Most of the photographs were taken when I was traveling with my children; but I think the preciousness of that documentation is only evident to me in hindsight now. It wasn’t that I was trying to capture an experience with them—they usually aren’t visible in the images except the one you mention. I chose to include that image (my daughter with her back to the camera and my son in the background in soft focus on the flooded streets of Venice) hesitantly. Maybe it was private—maybe a kind of tribute to them and to the weird phenomenon of the streets of Venice being flooded. But I think it clearly depicted what these other more abstract, more formally considered images are doing: my daughter is moving forward yet away; the two figures are separate but connected through the viscosity of the water; the corridor is tight; and I guess for me it feels like interconnectedness across distance no matter what.

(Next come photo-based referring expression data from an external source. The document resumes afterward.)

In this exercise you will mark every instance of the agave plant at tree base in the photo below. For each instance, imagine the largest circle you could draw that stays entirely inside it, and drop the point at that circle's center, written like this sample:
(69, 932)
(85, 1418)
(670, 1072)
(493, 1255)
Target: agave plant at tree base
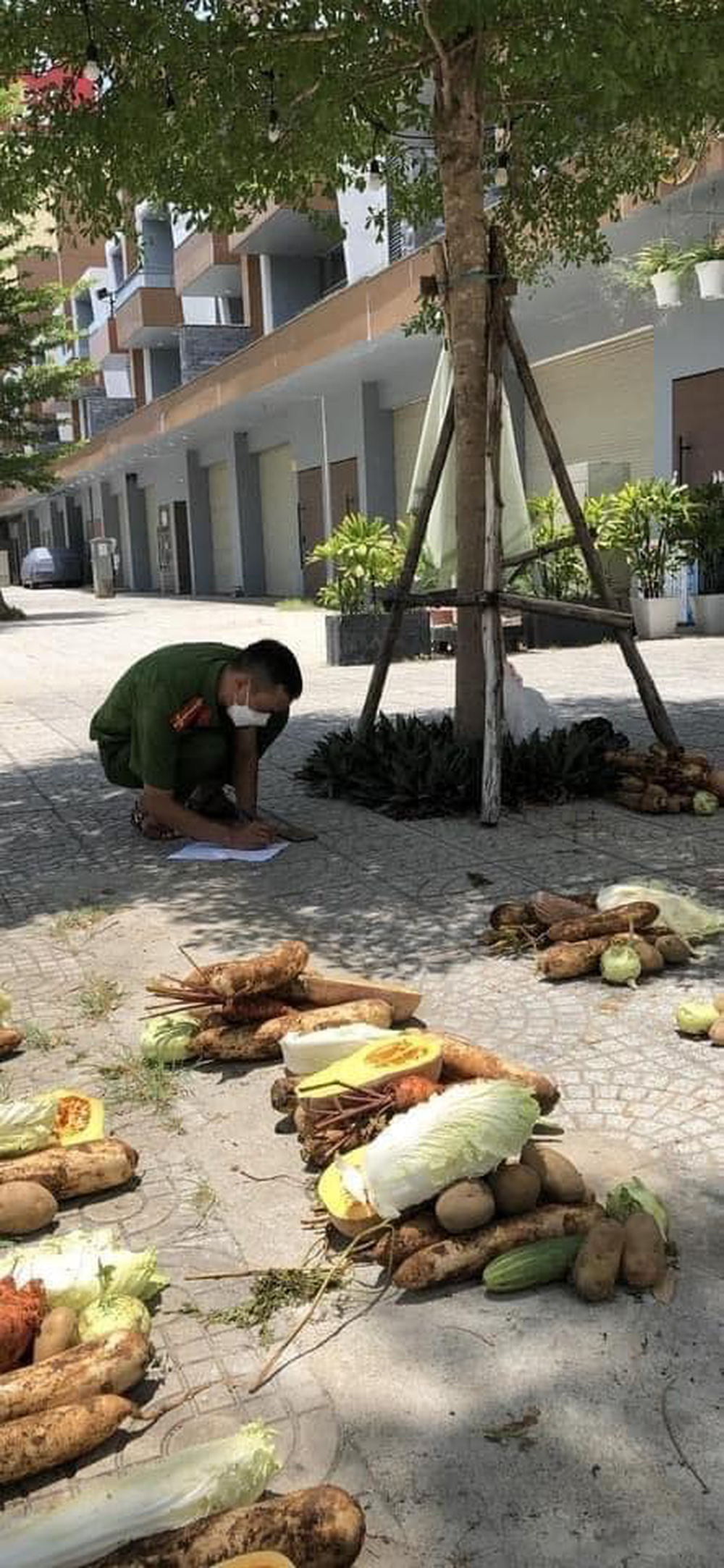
(415, 767)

It is a metaphor for their relationship as well as what is happening in the show.

 

Well that in of itself is a bit different than what we might expect from highly produced postwar photography that often seems to organize world into a series of untouchable spectacles and typographies. How do you relate to that history?

The images are not for me a representation of a specific place. They are material for the possibility of connection. Often in the images it feels like some sort of intimacy just happened or maybe is about to take place. There is the residue of a possible exchange—a disoriented cushion, flowers to be appreciated, a couch to lie on.

 

I agree, some of the photographs are sculptural; and the floor, framing, and hanging insists upon that even more. Why do you think you turn to photography in your sculptural practice?

While in the studio at Skowhegan I listened to a lot of recordings of past artists’ lectures. In one of them Roni Horn spoke of presence being more than what you see. Does presence involve the suspension of time? I think about how time sometimes feels like it has stopped when you are with a good friend, or experiencing nature, or whatever it may be. I think I’m trying to create a site for connection, for momentary presence.

 

That reminds me of the way you described FOYER-LA at the beginning of our conversation.

Yes—a space to move through, a place where you transition. It is an experiment to share with an audience that hopefully becomes a community.